A familiar scenario is that of a former police officer who has changed careers and is hired to run a security program for a private company. Those who have been in law enforcement understand that police officers do not normally conduct security risk assessments, as defined at the beginning of this chapter, as part of their normal law enforcement duties. I am not implying that no police officers have any experience in this, because in fact those officers that normally work in the crime prevention bureau of the police department have some experience with this task. Also, remember that due to the nature of the law enforcement profession, the vast majority of police officers are experienced in being reactive rather than proactive. However, a law enforcement officer who changes careers and becomes a security leader will normally grasp the concept and intent of the security risk assessment due to his or her past experiences as a police officer. Their basic knowledge base will come from a crime prevention approach from their experiences on the street, and in most cases their learning curve to understand the risks faced by their employer will not be overly steep.

Therefore, when we talk about the “intent” of the security risk assessment, we are talking about what it is we are looking for, why we are looking for it, and what do we view as being a threat or risk to our organization. Of course we also need to consider what changes should be made to our security program to mitigate any risk.

A substantial part of the security risk assessment is also to determine how effective the existing security program is at the present time. We will also look to see if the intent of the security program is being fulfilled, and of course if the intent of the program is reasonable and within industry standards or expectations.

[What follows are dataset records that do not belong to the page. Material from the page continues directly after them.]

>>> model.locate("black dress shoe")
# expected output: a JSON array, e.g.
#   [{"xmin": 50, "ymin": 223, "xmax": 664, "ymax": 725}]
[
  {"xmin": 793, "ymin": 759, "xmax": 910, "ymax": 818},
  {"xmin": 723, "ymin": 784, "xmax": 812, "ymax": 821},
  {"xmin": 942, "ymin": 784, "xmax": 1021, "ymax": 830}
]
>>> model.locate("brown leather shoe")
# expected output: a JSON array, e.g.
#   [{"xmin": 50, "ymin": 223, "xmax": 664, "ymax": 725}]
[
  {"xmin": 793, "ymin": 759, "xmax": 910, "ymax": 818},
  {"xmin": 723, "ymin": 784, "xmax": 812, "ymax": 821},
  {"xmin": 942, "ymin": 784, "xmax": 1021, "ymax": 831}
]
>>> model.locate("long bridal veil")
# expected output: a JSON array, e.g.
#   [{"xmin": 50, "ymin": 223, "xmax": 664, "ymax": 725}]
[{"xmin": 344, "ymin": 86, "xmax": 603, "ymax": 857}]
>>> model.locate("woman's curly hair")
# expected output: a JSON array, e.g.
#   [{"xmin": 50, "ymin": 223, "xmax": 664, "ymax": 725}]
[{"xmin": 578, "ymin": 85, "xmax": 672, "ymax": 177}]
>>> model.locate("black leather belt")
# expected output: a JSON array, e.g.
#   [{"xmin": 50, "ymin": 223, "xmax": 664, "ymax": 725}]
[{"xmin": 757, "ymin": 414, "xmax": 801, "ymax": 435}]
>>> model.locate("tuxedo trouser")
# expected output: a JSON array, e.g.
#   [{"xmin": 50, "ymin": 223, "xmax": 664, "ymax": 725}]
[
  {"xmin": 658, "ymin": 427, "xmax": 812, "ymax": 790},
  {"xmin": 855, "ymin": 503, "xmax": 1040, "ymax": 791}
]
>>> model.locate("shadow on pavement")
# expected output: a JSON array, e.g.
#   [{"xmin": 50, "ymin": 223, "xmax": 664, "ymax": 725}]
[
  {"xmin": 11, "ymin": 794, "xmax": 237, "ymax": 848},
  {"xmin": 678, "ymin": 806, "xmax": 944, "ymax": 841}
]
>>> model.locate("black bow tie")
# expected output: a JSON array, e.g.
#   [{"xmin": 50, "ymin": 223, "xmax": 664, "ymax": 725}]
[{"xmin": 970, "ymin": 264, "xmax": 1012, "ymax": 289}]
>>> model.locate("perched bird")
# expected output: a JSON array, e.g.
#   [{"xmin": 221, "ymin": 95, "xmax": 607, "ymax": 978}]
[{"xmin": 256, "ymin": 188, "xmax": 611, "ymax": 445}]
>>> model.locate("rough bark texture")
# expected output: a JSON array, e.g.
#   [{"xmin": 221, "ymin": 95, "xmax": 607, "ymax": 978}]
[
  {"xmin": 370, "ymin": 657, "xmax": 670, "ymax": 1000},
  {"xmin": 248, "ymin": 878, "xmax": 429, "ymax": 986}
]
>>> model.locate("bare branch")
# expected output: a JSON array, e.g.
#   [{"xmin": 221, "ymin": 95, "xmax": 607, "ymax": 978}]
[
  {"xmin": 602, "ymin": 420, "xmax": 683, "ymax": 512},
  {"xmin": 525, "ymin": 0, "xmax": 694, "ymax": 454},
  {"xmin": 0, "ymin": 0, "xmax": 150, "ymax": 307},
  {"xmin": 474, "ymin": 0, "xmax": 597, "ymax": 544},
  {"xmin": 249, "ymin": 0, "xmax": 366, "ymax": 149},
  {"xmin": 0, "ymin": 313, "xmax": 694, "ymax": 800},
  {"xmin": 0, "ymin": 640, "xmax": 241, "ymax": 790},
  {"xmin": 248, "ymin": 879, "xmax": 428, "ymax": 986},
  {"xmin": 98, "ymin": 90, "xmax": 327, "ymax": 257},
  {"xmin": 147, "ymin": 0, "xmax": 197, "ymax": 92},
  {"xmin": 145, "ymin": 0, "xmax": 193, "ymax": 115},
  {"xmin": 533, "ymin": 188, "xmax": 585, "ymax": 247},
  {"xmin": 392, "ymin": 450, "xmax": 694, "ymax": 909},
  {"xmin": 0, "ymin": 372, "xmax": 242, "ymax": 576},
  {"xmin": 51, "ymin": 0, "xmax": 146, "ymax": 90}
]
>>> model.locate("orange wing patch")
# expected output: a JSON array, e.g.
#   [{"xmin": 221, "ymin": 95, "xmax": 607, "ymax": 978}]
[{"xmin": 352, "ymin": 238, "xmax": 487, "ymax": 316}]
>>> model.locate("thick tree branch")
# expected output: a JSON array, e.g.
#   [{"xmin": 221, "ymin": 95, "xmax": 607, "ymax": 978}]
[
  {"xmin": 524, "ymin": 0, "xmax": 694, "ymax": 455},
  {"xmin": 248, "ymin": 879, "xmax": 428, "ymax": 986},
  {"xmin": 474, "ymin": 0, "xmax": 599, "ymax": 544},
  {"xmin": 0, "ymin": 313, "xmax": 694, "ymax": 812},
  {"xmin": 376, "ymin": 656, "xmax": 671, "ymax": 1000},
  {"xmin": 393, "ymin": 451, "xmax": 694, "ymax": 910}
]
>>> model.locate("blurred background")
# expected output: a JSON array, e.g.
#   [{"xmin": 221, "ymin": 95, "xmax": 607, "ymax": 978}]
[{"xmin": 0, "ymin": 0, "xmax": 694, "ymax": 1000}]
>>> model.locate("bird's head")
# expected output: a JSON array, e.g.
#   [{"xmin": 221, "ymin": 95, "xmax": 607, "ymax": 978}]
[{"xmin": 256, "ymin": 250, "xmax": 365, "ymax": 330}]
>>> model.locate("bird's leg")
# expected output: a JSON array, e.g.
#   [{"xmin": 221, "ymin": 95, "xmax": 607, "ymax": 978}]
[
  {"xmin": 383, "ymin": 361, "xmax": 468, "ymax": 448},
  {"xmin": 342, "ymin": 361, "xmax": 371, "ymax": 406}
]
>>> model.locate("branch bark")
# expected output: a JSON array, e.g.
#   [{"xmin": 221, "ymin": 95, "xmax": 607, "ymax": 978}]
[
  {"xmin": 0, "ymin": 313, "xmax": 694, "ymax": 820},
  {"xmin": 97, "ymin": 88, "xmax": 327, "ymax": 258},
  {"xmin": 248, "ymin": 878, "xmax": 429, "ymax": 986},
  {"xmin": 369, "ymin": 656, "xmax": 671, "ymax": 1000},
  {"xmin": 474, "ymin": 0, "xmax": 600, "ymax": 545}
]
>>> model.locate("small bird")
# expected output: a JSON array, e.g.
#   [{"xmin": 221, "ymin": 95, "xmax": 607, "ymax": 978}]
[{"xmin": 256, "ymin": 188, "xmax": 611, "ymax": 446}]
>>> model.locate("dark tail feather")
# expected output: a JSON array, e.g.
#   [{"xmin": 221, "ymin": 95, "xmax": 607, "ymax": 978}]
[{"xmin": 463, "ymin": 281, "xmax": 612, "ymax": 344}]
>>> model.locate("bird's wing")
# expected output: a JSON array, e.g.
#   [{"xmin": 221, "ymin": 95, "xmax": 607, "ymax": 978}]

Another driving factor for conducting a security risk assessment is often a direct result of a serious security threat or incident that has happened at your organization. Many times organizations will also conduct an assessment when a serious incident has occurred at a similar business, or even at a neighboring business.

Case in point—after each mass killing or terrorist attack within the United States, there is often an internal review conducted at many organizations, many of which may have no direct relation to the business or facility where the attack occurred. Of course those organizations that had the security incident happen at their location are often responding to, and eventually preparing for, criminal or civil actions as a direct result of the incident. The unfortunate thing is that an incident has already occurred and the organization may just now be attempting to identify its security risks. In this case, the intent for the assessment is more reactive and along the lines of damage control. In addition, if the organization completed a security risk assessment in the past, it will also likely be looking at that document as part of its review.